Perhaps this is all the fault of the chippy sociopath Gordon Brown, whose downright rude assertion on taking office that he would never wear a black tie to dinner was viewed by so many plonkers in the liberal elite as a final assault on the class system, by attacking the incarnation of its gradations through dress. But at least Mr Brown always wears a suit and tie, like the good Calvinist he is. Despite the overwhelming evidence to the contrary, perhaps even he realises that dress is about manners rather than class. And the Prime Minister looks dashing in the white tie he wears each year to the Mansion House. Trailing behind as usual, the Conservative party is now seeking to ditch its standards in the pathetic belief that dressing down will make it more appealing to the public. At a fine party given last autumn by Lord Saatchi at his company’s offices in Soho, shadow Cabinet types who attended tieless looked variously silly, patronising, obtuse, scruffy or cynical.

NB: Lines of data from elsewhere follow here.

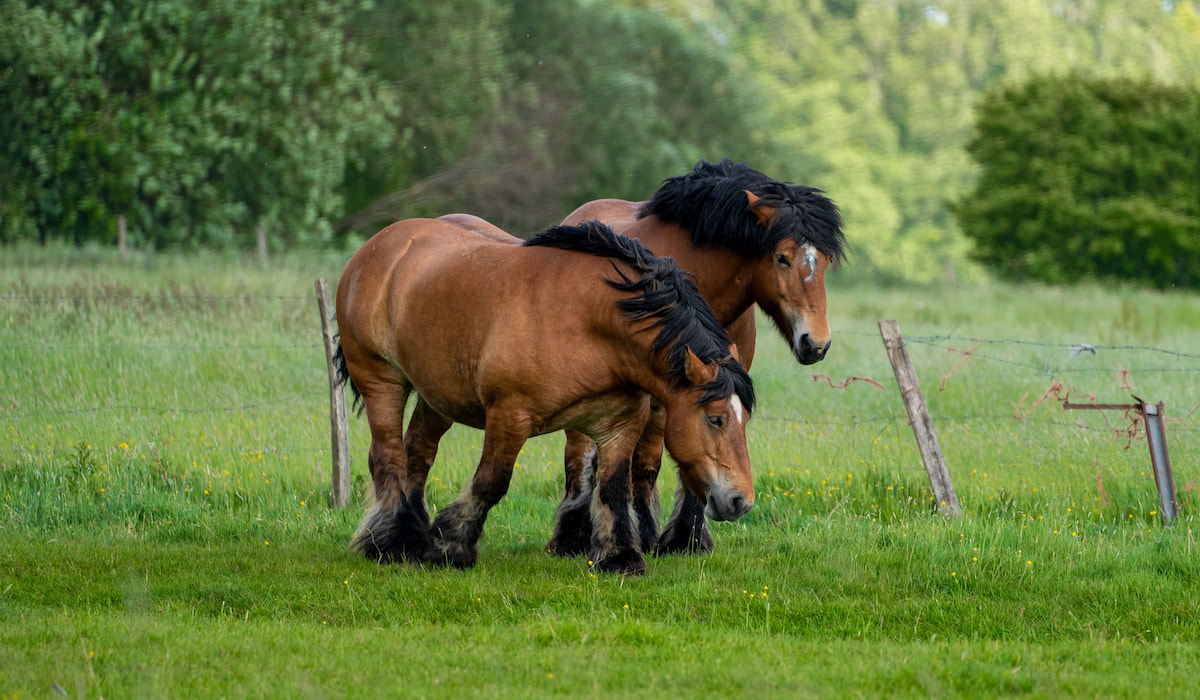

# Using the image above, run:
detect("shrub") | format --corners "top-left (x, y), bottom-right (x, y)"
top-left (953, 74), bottom-right (1200, 289)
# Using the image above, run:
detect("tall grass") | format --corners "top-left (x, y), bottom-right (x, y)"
top-left (2, 242), bottom-right (1198, 697)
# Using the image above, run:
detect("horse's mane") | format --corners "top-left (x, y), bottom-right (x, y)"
top-left (638, 158), bottom-right (847, 263)
top-left (525, 221), bottom-right (755, 413)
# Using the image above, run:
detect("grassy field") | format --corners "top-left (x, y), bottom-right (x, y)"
top-left (2, 243), bottom-right (1198, 698)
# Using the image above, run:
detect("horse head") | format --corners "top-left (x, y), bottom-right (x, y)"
top-left (662, 348), bottom-right (754, 522)
top-left (745, 190), bottom-right (834, 365)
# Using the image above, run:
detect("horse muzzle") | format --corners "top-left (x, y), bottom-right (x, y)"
top-left (704, 490), bottom-right (754, 521)
top-left (794, 333), bottom-right (831, 365)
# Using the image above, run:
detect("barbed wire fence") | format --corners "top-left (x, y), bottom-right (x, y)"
top-left (3, 291), bottom-right (1195, 521)
top-left (748, 323), bottom-right (1198, 523)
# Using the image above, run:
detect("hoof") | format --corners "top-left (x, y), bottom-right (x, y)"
top-left (351, 493), bottom-right (432, 563)
top-left (592, 548), bottom-right (647, 577)
top-left (655, 517), bottom-right (713, 555)
top-left (547, 525), bottom-right (592, 558)
top-left (422, 542), bottom-right (477, 570)
top-left (548, 495), bottom-right (594, 557)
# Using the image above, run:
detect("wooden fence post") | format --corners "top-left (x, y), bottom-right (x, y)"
top-left (315, 278), bottom-right (351, 508)
top-left (878, 319), bottom-right (962, 517)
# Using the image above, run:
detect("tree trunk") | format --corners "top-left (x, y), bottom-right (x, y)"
top-left (257, 222), bottom-right (268, 265)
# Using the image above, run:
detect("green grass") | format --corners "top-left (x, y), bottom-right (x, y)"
top-left (2, 242), bottom-right (1198, 698)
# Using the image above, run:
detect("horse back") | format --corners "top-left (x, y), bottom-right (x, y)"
top-left (337, 219), bottom-right (638, 431)
top-left (561, 199), bottom-right (643, 232)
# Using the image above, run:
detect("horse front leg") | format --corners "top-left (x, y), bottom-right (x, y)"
top-left (425, 411), bottom-right (527, 569)
top-left (629, 403), bottom-right (666, 552)
top-left (547, 430), bottom-right (596, 557)
top-left (655, 485), bottom-right (712, 555)
top-left (589, 402), bottom-right (651, 576)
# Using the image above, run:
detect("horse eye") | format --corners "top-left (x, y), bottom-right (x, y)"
top-left (706, 415), bottom-right (725, 429)
top-left (775, 254), bottom-right (791, 268)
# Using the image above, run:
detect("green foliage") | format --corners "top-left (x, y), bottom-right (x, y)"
top-left (339, 0), bottom-right (761, 236)
top-left (0, 0), bottom-right (398, 249)
top-left (955, 74), bottom-right (1200, 288)
top-left (6, 0), bottom-right (1200, 273)
top-left (715, 0), bottom-right (1200, 283)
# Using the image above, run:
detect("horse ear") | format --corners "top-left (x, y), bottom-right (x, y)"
top-left (684, 347), bottom-right (718, 385)
top-left (745, 190), bottom-right (776, 228)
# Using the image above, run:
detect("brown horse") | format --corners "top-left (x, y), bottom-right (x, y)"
top-left (548, 159), bottom-right (846, 557)
top-left (334, 219), bottom-right (756, 575)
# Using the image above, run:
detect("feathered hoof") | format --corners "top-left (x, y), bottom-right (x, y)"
top-left (654, 518), bottom-right (713, 556)
top-left (591, 548), bottom-right (647, 577)
top-left (422, 542), bottom-right (478, 570)
top-left (546, 521), bottom-right (592, 558)
top-left (548, 494), bottom-right (594, 557)
top-left (351, 496), bottom-right (432, 563)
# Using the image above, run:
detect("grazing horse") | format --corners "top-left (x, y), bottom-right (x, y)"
top-left (548, 159), bottom-right (846, 557)
top-left (334, 219), bottom-right (756, 575)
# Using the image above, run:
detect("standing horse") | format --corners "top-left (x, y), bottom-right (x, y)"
top-left (548, 159), bottom-right (846, 556)
top-left (334, 219), bottom-right (756, 575)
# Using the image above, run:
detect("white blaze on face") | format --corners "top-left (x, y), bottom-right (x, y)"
top-left (731, 394), bottom-right (746, 426)
top-left (802, 243), bottom-right (818, 282)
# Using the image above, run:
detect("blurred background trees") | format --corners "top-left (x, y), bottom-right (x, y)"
top-left (2, 0), bottom-right (1199, 288)
top-left (954, 74), bottom-right (1199, 289)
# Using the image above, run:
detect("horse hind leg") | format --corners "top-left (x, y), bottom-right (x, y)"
top-left (379, 395), bottom-right (455, 561)
top-left (351, 375), bottom-right (429, 563)
top-left (425, 411), bottom-right (527, 569)
top-left (547, 430), bottom-right (596, 557)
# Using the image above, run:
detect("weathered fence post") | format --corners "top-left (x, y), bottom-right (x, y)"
top-left (1143, 402), bottom-right (1177, 525)
top-left (878, 319), bottom-right (962, 517)
top-left (1062, 398), bottom-right (1179, 526)
top-left (315, 278), bottom-right (351, 508)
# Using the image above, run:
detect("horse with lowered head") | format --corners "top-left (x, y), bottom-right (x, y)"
top-left (547, 158), bottom-right (846, 557)
top-left (334, 218), bottom-right (756, 575)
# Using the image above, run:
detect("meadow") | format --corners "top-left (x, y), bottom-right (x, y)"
top-left (2, 244), bottom-right (1198, 698)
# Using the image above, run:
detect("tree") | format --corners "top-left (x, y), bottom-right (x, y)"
top-left (337, 0), bottom-right (759, 237)
top-left (0, 0), bottom-right (398, 249)
top-left (953, 74), bottom-right (1200, 288)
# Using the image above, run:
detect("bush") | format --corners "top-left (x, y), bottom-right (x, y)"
top-left (953, 74), bottom-right (1200, 289)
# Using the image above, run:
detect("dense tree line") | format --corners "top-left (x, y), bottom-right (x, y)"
top-left (3, 0), bottom-right (1199, 286)
top-left (0, 0), bottom-right (398, 250)
top-left (954, 75), bottom-right (1200, 289)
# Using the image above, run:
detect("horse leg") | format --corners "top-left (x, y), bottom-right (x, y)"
top-left (629, 403), bottom-right (666, 552)
top-left (655, 484), bottom-right (713, 555)
top-left (425, 412), bottom-right (527, 569)
top-left (381, 395), bottom-right (455, 560)
top-left (351, 373), bottom-right (420, 562)
top-left (590, 406), bottom-right (650, 576)
top-left (547, 430), bottom-right (596, 557)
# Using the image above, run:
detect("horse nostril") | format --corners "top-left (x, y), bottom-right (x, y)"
top-left (730, 494), bottom-right (746, 515)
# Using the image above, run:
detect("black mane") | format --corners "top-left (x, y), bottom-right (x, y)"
top-left (639, 158), bottom-right (847, 263)
top-left (525, 221), bottom-right (755, 413)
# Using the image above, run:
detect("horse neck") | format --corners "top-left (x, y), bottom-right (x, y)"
top-left (626, 218), bottom-right (756, 325)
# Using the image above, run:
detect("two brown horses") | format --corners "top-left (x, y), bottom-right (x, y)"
top-left (546, 159), bottom-right (847, 556)
top-left (334, 219), bottom-right (755, 575)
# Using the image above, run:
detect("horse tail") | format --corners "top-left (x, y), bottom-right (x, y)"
top-left (332, 338), bottom-right (364, 415)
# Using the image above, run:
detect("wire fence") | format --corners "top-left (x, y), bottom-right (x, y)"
top-left (2, 292), bottom-right (1196, 516)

Does it matter? Are we so shallow as to judge people by their dress? No we are not, but then, really, we never were. I have known some utter shits and charlatans who dressed properly, but at least they showed a basic respect for their surroundings and their métier. Scruffy people are thoughtless either about themselves, or others, or both. Almost the only sacrosanct occasion left is the funeral, where even the most radical of men still feels the need to wear a tie, even if (regrettably) it is not a black one. Inherently, men at such an event even now can understand the need to show respect. What a pity that so many of the rest of us must wait until we are dead to have it shown to us.